"The compound of the Venezuelan consulate in Bogota was completely looted and trashed," Arreaza tweeted, stressing that "the Colombian state must respond."
The diplomat blamed Colombia’s government for the incident, pointing out that it left the diplomatic mission unprotected, in violation of international conventions.
"The Colombian government commits a flagrant violation of the Vienna Convention on Diplomatic Relations by allowing, by action or omission, the illegal occupation of our consular headquarters in Bogota," he added.
@jaarreaza We denounce that the headquarters of the Venezuelan Consulate in Bogota has been vandalized and completely looted.The Colombian authorities left it unprotected, in violation of the Vienna Conventions on Diplomatic and Consular Relations.The Colombian State must respond pic.twitter.com/wSHRr9I7Q5
As stated in the Article 45 of the Vienna Convention, even if two States broke off diplomatic relations, or if a mission is permanently or temporarily recalled, “the receiving State must, even in case of armed conflict, respect and protect the premises of the mission, together with its property and archives.”

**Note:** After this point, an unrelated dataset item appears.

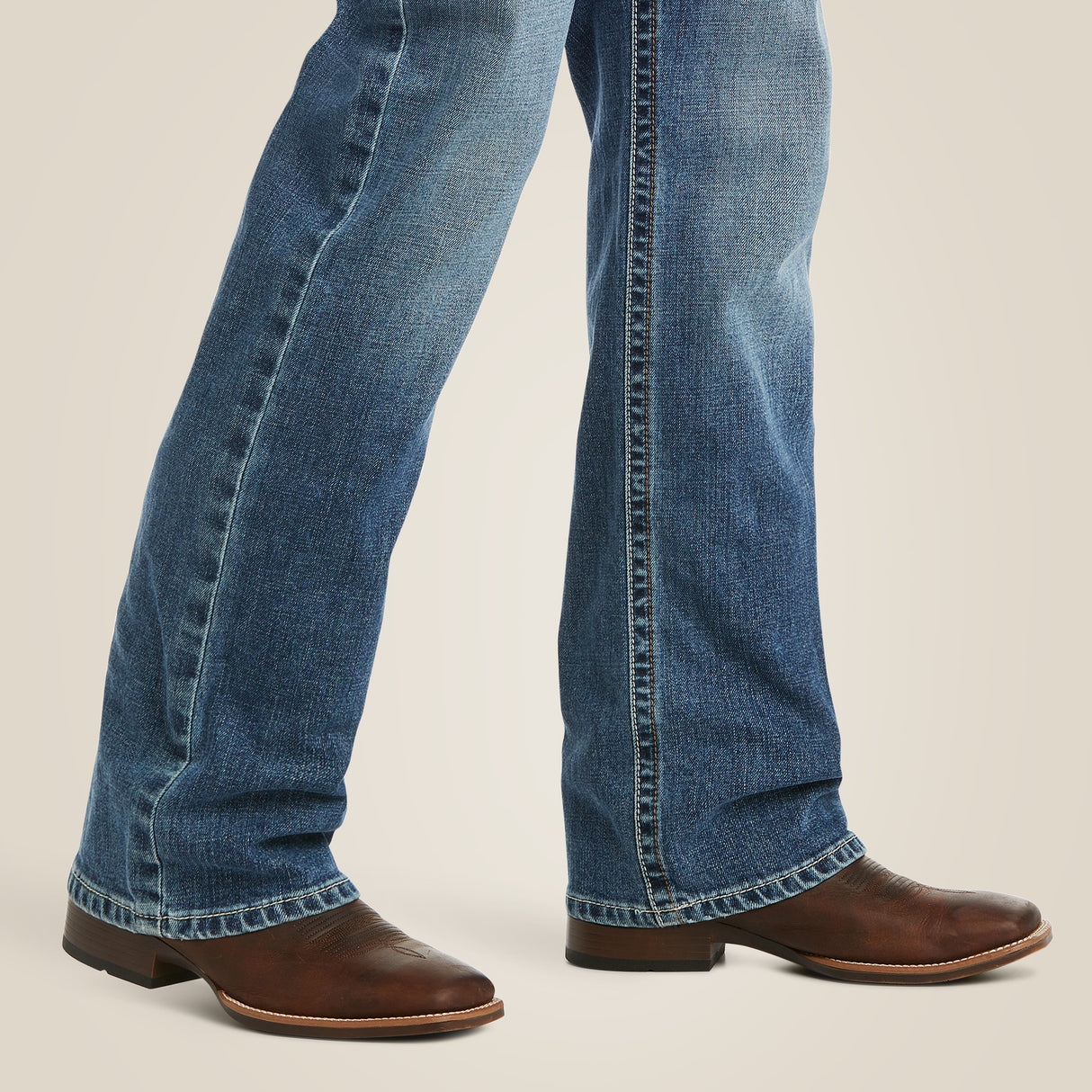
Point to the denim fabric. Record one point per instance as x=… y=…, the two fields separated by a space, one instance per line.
x=700 y=755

In response, "Venezuela reserves the right to carry out reciprocal diplomatic actions to compensate for this unacceptable aggression,” Arreaza said.
Early 2019, Bogota formally recognized opposition lawmaker Juan Guaido as Venezuela's president, spiking tensions with Caracas.
Diplomatic relations between these two countries are severed since February 2019, when President Nicolas Maduro cut off ties over unauthorized U.S.-sponsored aid deliveries from Colombian territory.